Saturday, December 24, 2011

Alive

Letters to a Young Novelist (Llosa, p. 9)

How can reading a novel help you gain insight and depth in your own life?


I was eleven I think, when I first fell in love with reading. It can't actually remember how it started. But I do remember that first novel that I read - an Animorphs book. I can't even recall the number or the story. All that I could remember was Rachel transforming into a cheetah, or the other way around, I don't really know. I just know that it started with that. And the rest of the memories of how I became a bibliophile is now stuck and sleeping in some part of my brain.

I tried to look for the roots of it because it's just so interesting how novels affect me now even if I can't really remember how it all began. To limit the length of my answer, and to give a sense of organization to what I am about to write, novels have helped me gain insight and depth in my life through three ways: (1) providing a place wherein I can escape to when reality limits me and my thinking, (2) being able to journey with the character/s throughout the book, and (3) in a way, their being present in my own life.

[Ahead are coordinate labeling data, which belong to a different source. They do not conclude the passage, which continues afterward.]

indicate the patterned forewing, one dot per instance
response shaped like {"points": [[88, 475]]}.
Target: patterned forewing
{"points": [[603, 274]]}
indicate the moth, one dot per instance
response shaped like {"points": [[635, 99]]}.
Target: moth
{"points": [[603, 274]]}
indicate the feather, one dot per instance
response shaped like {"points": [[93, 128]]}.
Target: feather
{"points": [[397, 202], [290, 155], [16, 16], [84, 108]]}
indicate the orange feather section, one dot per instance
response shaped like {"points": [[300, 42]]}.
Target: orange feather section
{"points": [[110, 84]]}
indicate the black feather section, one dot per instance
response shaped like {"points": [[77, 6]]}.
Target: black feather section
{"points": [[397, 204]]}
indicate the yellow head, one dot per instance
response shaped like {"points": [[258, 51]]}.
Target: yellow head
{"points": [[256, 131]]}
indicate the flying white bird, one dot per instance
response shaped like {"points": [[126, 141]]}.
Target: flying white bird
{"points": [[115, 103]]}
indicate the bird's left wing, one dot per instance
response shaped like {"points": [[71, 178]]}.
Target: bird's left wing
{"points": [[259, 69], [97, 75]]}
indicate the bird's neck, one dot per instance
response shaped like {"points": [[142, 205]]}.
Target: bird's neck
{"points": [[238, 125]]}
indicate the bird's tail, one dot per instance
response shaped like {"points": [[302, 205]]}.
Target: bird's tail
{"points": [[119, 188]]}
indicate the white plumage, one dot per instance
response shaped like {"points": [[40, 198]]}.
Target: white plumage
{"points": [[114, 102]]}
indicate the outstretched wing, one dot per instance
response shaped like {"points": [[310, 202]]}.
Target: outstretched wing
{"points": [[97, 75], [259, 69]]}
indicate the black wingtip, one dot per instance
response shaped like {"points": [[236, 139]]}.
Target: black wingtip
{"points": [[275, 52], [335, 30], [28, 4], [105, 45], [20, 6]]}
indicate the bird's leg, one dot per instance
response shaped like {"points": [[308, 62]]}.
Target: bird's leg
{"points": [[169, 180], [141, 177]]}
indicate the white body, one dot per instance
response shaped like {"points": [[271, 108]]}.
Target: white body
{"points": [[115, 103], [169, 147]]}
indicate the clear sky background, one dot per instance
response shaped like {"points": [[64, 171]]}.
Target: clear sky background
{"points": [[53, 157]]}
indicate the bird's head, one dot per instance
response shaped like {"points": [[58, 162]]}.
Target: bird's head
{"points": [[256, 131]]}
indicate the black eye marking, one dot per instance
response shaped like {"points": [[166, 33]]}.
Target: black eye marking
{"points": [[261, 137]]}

I found the lines above quite interesting when I was reading p. 9 of Letters to a Young Novelist by Mario Vargas Llosa. He first mentioned that one of the reasons why writers write was because of rebellion. They rejected reality and created the worlds in their minds that for them, could have been a lot more alive. Readers are also part of this game, and so the lines illustrate what we are led to think when we live a great story. People tell me that the way my mind works is so different from how theirs do. I don't know if that's a good thing, but I do know that most of my thinking, I owe literature. Reading a novel leads to a world that is a lot different from what you are really in, and more often than not, you get lost in that world. And after reading it, you find yourself back in your dull reality. But some novels are really moving in a sense that they lead you to appreciate your reality more. Novels lead you to think. As you are being led to a deeper understanding of the story and the characters, you are unconsciously living that great story. 
Now, the second was not really a big thing to me, until Gaby mentioned it once in class. From then on, the way I looked at characters was never quite the same again. Before, I thought they were people to analyze and observe. Now, I think of them as real people who had real lives and who felt real feelings. And that has made a huge impact on how novels have affected me because the characters did not only become part of my brain. They became part of my life. Some narrators in first-person POV were hard to connect with so I didn't really imagine myself in their shoes, but I just discovered that most of the time, it's the narrators that are far more interesting than the people he presents to us. And some, those really memorable protagonists, become you unconsciously. Their influence becomes too powerful that they sometimes lead you to believe in what they believe in and feel what they are feeling. Their story comes alive as if it really happened in your life. And through their story, you see yourself. You are led to look at your own life and to see what's similar, what's different, and what connects you as reader and character. Before you know it, your life is already changed by memories and the lessons from the journey with the character and the story.

Being present in my own life, I think, can be explained by the two above. It's not just a character that becomes a person, but the novel as well. I used to have these commandments when it comes to book-reading. The opening should not exceed a 90 degree angle. Dust jackets should be kept in the shelf while the book is being read. Corners are not to be folded. And absolutely no writing or highlighting. And many others. But this year defied all those rules. It was because I realized that the condition of the book would remind you of the journey with it. When I look at my Macbeth, Little Women, Journey to the Center of the Earth, Wuthering Heights, and some others that I've read for the past months, I can smile and remember when I was part of the novel and the novel was part of me, because it was not some baby that I tried to handle with caution and care, but it was a person who was once alive in my life and is now a part of my thinking and me as a whole.